Incorporating Regex into ORM's and Database Abstractions

Almost on a daily basis I come across using regular expressions rather convenient. I first toyed with regular expressions in my Compiler Design classes during my undergrad studies, and little did I know they can be used for everyday things like submitting forms. I've even toyed with them to create my own json parser using an SQL like syntax. I think they're a great way to perform strict validation and searching among other things. Searching. There is something I need to work on. Not just strings, but database searches for account numbers, phone numbers, etc. Not just '%some string%'. Regular Expressions within SQL is something I have blogged about before. I've come to find that Regular Expression support is far from constant and in some cases not even supported(SQLite).
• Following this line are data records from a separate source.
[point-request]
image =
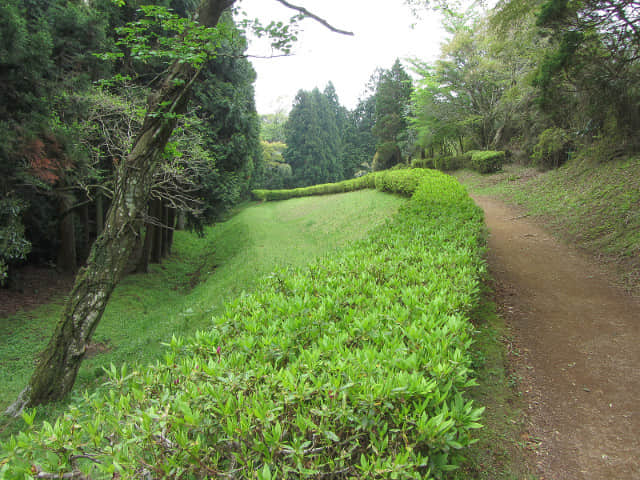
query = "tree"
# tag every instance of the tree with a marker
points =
(314, 141)
(393, 93)
(272, 127)
(592, 67)
(359, 143)
(58, 366)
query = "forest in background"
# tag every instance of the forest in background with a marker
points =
(541, 81)
(73, 99)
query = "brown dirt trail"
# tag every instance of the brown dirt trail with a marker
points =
(579, 337)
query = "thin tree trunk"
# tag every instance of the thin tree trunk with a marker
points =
(156, 249)
(171, 223)
(143, 263)
(58, 367)
(165, 231)
(99, 213)
(86, 234)
(180, 223)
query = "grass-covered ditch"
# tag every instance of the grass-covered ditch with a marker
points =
(355, 367)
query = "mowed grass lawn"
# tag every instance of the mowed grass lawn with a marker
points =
(181, 295)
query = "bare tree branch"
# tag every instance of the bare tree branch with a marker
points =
(307, 13)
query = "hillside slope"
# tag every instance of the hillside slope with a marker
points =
(595, 207)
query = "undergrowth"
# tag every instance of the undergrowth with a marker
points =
(183, 293)
(355, 367)
(595, 206)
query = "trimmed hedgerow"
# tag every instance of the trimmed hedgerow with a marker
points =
(486, 161)
(355, 367)
(366, 181)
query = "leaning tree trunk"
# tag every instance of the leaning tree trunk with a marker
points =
(57, 369)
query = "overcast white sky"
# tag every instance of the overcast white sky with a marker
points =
(383, 32)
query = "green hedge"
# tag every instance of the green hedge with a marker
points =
(366, 181)
(355, 367)
(486, 161)
(479, 160)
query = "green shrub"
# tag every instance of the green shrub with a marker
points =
(485, 161)
(422, 163)
(387, 155)
(355, 367)
(449, 163)
(552, 148)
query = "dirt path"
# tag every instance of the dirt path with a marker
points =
(579, 340)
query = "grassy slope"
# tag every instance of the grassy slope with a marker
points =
(594, 206)
(147, 309)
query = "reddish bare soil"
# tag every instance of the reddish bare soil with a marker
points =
(579, 340)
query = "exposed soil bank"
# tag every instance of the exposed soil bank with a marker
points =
(579, 337)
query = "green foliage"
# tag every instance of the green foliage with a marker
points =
(423, 163)
(552, 148)
(202, 274)
(449, 163)
(387, 155)
(358, 364)
(486, 161)
(314, 143)
(162, 34)
(359, 143)
(276, 173)
(587, 202)
(13, 245)
(365, 181)
(393, 92)
(272, 128)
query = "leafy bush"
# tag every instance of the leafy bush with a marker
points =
(422, 163)
(355, 367)
(485, 161)
(387, 155)
(552, 148)
(13, 244)
(365, 181)
(449, 163)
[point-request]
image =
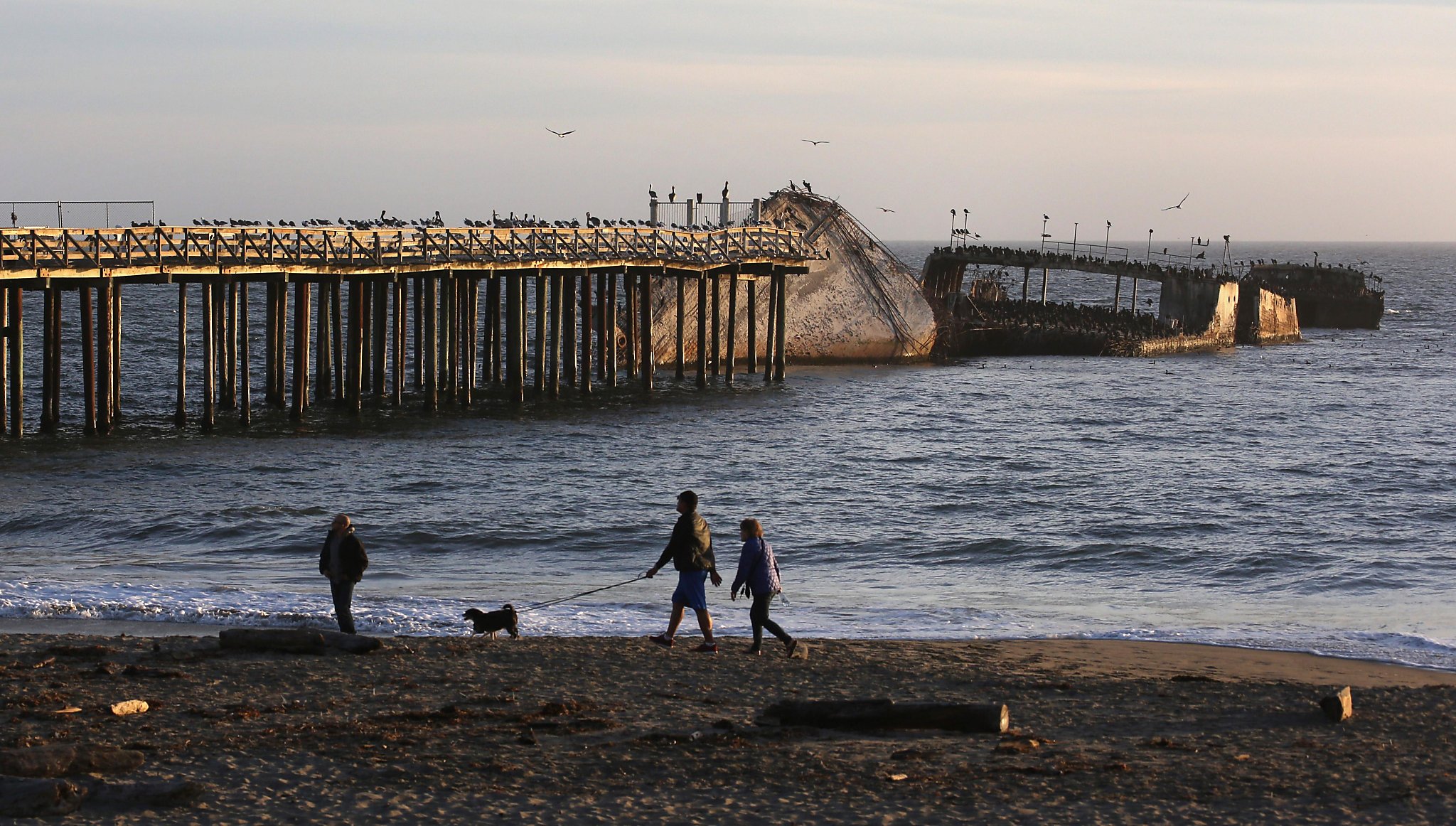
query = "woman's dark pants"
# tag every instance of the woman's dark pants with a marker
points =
(343, 596)
(759, 616)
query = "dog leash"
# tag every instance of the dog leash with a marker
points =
(575, 596)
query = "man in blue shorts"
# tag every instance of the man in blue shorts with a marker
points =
(692, 554)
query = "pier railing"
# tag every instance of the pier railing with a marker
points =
(70, 251)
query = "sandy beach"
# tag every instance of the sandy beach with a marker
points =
(594, 730)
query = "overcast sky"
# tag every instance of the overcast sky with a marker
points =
(1285, 120)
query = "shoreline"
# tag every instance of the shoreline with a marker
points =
(1088, 656)
(590, 730)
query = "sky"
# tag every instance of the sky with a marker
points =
(1282, 120)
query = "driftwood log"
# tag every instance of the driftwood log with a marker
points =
(294, 640)
(65, 761)
(1339, 707)
(868, 714)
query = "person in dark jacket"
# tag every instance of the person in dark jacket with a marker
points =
(690, 551)
(343, 562)
(759, 579)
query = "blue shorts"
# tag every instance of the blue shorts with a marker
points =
(690, 591)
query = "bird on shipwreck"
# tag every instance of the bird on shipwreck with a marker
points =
(858, 304)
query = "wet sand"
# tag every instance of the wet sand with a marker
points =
(596, 730)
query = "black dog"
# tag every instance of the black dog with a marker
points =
(496, 621)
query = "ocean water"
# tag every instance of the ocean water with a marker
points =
(1289, 497)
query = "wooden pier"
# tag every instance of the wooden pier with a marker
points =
(395, 315)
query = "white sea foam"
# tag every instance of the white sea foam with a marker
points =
(412, 615)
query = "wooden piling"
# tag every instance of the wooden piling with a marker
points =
(115, 355)
(398, 362)
(586, 331)
(768, 333)
(5, 360)
(354, 336)
(87, 362)
(629, 299)
(337, 337)
(419, 331)
(514, 334)
(380, 338)
(300, 348)
(493, 327)
(609, 327)
(600, 309)
(781, 336)
(646, 326)
(208, 359)
(730, 356)
(554, 337)
(104, 362)
(269, 331)
(230, 343)
(48, 360)
(717, 343)
(432, 355)
(179, 417)
(282, 347)
(568, 345)
(539, 355)
(16, 363)
(245, 394)
(323, 347)
(702, 330)
(678, 351)
(753, 326)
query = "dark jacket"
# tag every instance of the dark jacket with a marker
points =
(690, 547)
(351, 557)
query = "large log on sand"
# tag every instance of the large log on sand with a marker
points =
(62, 761)
(862, 714)
(294, 640)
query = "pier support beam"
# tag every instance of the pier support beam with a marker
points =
(730, 356)
(16, 363)
(715, 358)
(646, 326)
(514, 337)
(554, 337)
(208, 358)
(769, 323)
(245, 377)
(702, 330)
(678, 353)
(753, 326)
(568, 345)
(181, 409)
(586, 331)
(300, 348)
(432, 353)
(87, 360)
(781, 337)
(398, 363)
(104, 356)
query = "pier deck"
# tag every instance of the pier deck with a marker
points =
(368, 302)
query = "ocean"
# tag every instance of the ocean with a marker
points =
(1293, 497)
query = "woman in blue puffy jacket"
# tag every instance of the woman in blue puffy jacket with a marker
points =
(759, 577)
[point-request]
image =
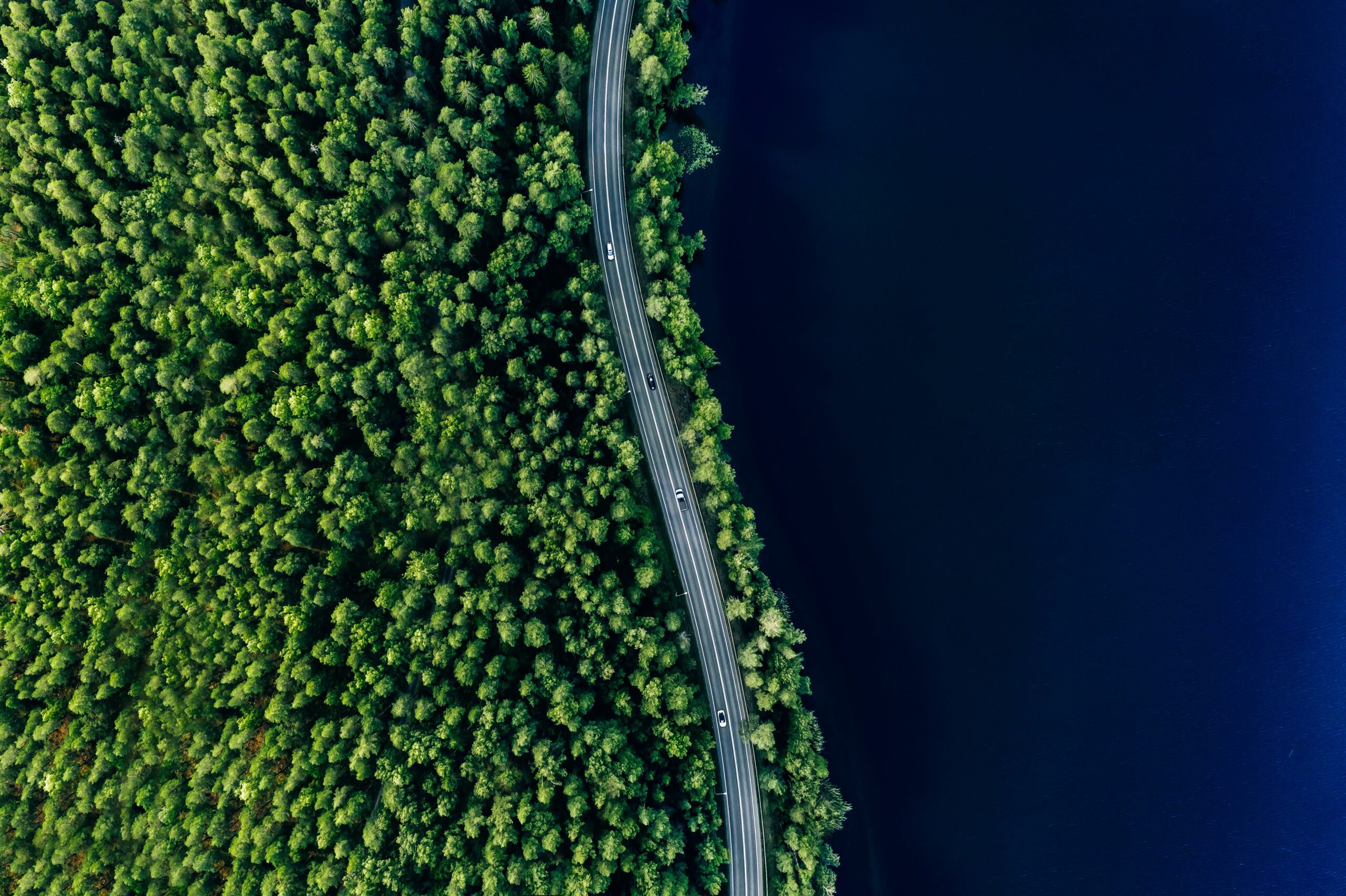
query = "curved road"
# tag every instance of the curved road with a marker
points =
(668, 467)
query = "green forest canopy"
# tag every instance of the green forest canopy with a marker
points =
(328, 561)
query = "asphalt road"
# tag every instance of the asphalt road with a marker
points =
(668, 467)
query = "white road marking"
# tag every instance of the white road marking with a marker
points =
(745, 873)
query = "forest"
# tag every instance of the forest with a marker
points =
(326, 556)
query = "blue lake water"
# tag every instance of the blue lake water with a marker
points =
(1033, 328)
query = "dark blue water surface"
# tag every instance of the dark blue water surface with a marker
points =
(1033, 326)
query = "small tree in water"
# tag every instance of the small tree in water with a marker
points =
(695, 147)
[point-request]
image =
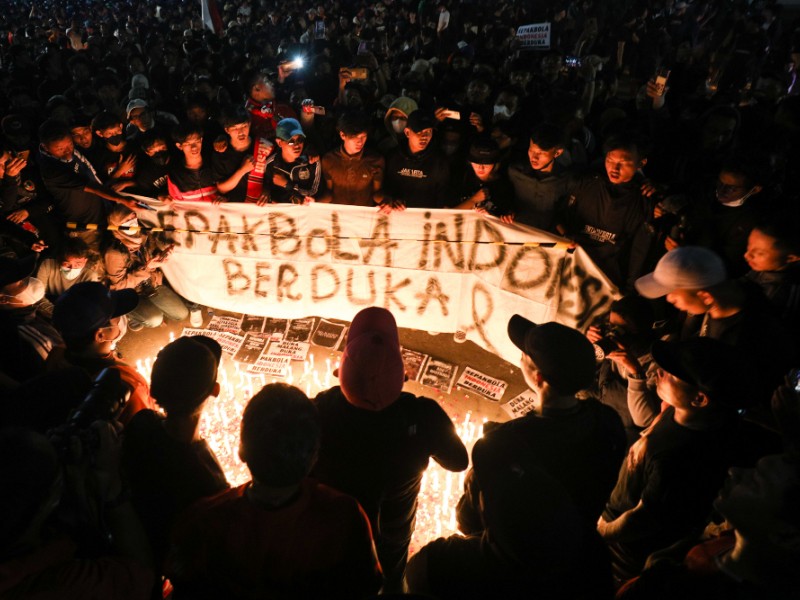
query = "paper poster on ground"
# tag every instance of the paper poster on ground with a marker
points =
(328, 334)
(252, 324)
(252, 347)
(292, 350)
(520, 405)
(439, 375)
(225, 323)
(300, 330)
(271, 366)
(275, 328)
(413, 361)
(485, 385)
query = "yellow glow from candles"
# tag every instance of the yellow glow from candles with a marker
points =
(440, 489)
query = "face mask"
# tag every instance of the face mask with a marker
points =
(160, 158)
(70, 274)
(32, 293)
(449, 149)
(502, 111)
(736, 202)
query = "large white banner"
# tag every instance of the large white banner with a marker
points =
(436, 270)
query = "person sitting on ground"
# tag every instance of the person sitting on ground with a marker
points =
(281, 534)
(133, 258)
(535, 544)
(695, 281)
(92, 320)
(756, 558)
(74, 263)
(377, 440)
(773, 255)
(292, 175)
(168, 465)
(672, 473)
(580, 443)
(239, 164)
(486, 188)
(40, 562)
(190, 177)
(353, 172)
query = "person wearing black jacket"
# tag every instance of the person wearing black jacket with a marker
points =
(609, 215)
(417, 175)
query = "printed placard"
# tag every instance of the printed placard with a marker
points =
(272, 366)
(293, 350)
(535, 36)
(225, 323)
(300, 330)
(521, 405)
(230, 342)
(328, 334)
(252, 347)
(252, 324)
(439, 375)
(275, 328)
(413, 361)
(483, 384)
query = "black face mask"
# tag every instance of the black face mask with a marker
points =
(160, 158)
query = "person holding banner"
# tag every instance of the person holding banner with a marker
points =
(190, 178)
(295, 176)
(239, 165)
(353, 173)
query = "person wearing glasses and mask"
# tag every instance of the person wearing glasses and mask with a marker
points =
(724, 219)
(292, 175)
(28, 337)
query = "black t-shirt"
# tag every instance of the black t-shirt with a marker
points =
(224, 164)
(676, 473)
(166, 475)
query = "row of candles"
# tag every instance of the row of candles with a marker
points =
(440, 489)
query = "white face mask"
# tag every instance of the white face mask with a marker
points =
(737, 201)
(70, 274)
(32, 293)
(502, 111)
(122, 325)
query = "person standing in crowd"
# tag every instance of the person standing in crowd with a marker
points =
(240, 167)
(485, 188)
(294, 177)
(92, 320)
(70, 178)
(353, 173)
(190, 177)
(626, 374)
(671, 475)
(417, 175)
(377, 440)
(609, 216)
(133, 259)
(541, 184)
(773, 255)
(168, 465)
(282, 534)
(580, 443)
(693, 279)
(264, 110)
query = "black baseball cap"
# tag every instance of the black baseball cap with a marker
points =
(563, 355)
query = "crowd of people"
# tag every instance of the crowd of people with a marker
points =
(662, 458)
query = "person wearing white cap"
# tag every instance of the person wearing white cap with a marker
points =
(694, 280)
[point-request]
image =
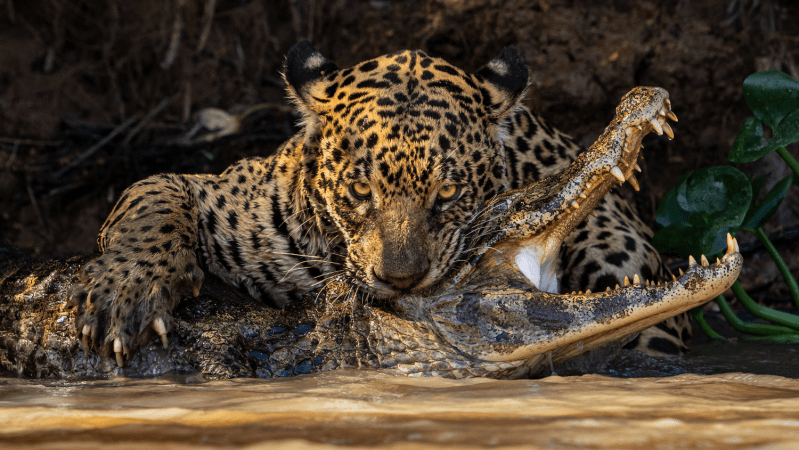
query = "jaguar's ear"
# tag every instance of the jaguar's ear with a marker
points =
(308, 74)
(505, 77)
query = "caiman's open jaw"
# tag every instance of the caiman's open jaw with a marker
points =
(495, 314)
(533, 221)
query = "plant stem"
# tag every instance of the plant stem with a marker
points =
(697, 314)
(786, 274)
(792, 163)
(751, 328)
(779, 317)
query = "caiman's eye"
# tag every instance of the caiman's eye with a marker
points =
(361, 191)
(449, 192)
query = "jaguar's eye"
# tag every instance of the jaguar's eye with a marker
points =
(449, 192)
(361, 191)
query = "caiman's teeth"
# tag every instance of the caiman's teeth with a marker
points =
(84, 340)
(656, 126)
(730, 245)
(118, 352)
(672, 116)
(668, 130)
(634, 182)
(617, 173)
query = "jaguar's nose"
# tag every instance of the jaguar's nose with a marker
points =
(403, 279)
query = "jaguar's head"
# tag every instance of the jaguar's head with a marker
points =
(401, 152)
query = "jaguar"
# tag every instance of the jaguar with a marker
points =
(384, 187)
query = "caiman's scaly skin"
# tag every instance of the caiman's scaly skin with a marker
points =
(486, 318)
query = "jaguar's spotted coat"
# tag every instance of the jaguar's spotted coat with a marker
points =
(396, 157)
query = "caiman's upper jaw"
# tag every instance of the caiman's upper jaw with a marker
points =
(532, 222)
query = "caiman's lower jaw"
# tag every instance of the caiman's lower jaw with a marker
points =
(600, 318)
(510, 331)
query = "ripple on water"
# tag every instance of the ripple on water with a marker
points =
(372, 409)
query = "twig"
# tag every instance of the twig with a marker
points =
(146, 120)
(16, 141)
(96, 146)
(174, 41)
(35, 205)
(208, 18)
(11, 15)
(13, 155)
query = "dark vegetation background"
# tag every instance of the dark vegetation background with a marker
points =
(97, 94)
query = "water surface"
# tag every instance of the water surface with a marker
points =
(365, 408)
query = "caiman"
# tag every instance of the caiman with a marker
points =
(485, 318)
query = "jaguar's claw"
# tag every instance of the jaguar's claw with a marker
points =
(160, 328)
(617, 173)
(668, 130)
(118, 352)
(84, 339)
(672, 116)
(656, 126)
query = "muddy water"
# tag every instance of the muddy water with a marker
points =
(372, 409)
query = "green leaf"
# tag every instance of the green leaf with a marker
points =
(787, 131)
(669, 211)
(762, 213)
(771, 95)
(750, 143)
(701, 210)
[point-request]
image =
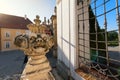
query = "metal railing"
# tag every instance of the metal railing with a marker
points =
(102, 54)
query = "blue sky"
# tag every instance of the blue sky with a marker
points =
(111, 16)
(43, 8)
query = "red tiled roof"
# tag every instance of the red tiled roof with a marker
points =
(14, 22)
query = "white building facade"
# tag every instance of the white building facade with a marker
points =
(67, 35)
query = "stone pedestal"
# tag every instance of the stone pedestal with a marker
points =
(37, 68)
(36, 45)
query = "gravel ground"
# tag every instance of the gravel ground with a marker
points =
(11, 65)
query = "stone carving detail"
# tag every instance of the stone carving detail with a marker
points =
(36, 45)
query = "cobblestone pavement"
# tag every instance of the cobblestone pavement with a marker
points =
(11, 65)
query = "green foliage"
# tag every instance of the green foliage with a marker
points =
(113, 36)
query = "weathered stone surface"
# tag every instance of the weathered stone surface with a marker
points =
(36, 45)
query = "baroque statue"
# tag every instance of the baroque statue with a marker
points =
(36, 45)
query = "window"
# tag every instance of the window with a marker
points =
(7, 34)
(18, 33)
(7, 44)
(99, 41)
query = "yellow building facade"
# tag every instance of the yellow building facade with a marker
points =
(8, 36)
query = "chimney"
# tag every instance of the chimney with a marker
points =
(44, 20)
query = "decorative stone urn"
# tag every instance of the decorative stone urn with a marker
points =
(36, 45)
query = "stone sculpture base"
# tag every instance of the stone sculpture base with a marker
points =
(37, 68)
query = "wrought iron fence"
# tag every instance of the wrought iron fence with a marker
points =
(99, 40)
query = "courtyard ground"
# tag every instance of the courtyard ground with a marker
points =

Incase you're curious what I'm talking about, some database engines allow you to write something like the following:

SELECT zip FROM zipcode WHERE REGEXP_LIKE(zip, '[^[:digit:]]’)

Sure, this process probably isn't very efficient, but it can be very powerful.

More and more frameworks are moving towards ORM's. You no longer have to write database specific code as the database layer will handle the specifics for you, but none that I am aware of will handle anything of this complexity and for obvious reason. Lets step back to a simpler solution that many of us deal with on a daily basis:


jQuery somewhat creates it's own language. It's not xpath, its somewhat CSS selectors(ok, mostly css selectors), but there's much more added to it's own engine. Perhaps this approach could be a simple solution to the problem. Support a simplified subset or maybe my own mini language, and use the driver specific code to handle generating the database specific Regular Expressions. Here's what such example may resemble in pseudo code:

$db->select('mytable')->where_regex("acct", "^\d{4}\-\d{8}$");

This code might search mytable for the acct that matches a pattern like "1234-12345678". This isn't terribly complex, however will suffice for the majority of everyday needs. Only supporting this level of complexity is more within the reach creating such if possible. This is my first post among others to come as this is mostly a brainstorm at this point. I openly welcome any pointers, advice, resources, or any other comments!